Information #
In the late 1940s, while learning to juggle and ride the unicycle, Claude Shannon was working on what has now become known as information theory.
americanscientist.org
The central question was to quantify how much information is transmitted by a signal such as a radio transmission or a sequence of 0s and 1s. At some point in his work, Shannon encountered the following problem:
Find all continuous functions \(I: (0,1] \rightarrow \mathbb{R}\) that have the following properties:
- \(I\) is a non-negative decreasing function,
- \(I(1) = 0 \), and
- \(I(xy) = I(x) + I(y) \)
It is not difficult to check that \(I(x) = -\log x\) satisfies these desiderata. Show that in fact, every solution must take the form \(I(x) = - k \log x\) with \( k > 0\). With the choice of \(k = 1\), \(I\) is now known as the information function.

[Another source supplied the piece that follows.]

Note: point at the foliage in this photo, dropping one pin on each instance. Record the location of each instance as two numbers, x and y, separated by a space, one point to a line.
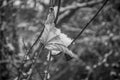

You may be reminded of the notion of an additive homomorphism introduced in an analysis course. In your solution, you may freely use the fact that all additive homomorphisms of the reals, that is, functions \(f:\mathbb{R} \rightarrow \mathbb{R} \) which satisfy the functional equation \(f(x+y) = f(x) + f(y)\), must take the form \(h(x) = k \cdot x\) for some constant \(k\).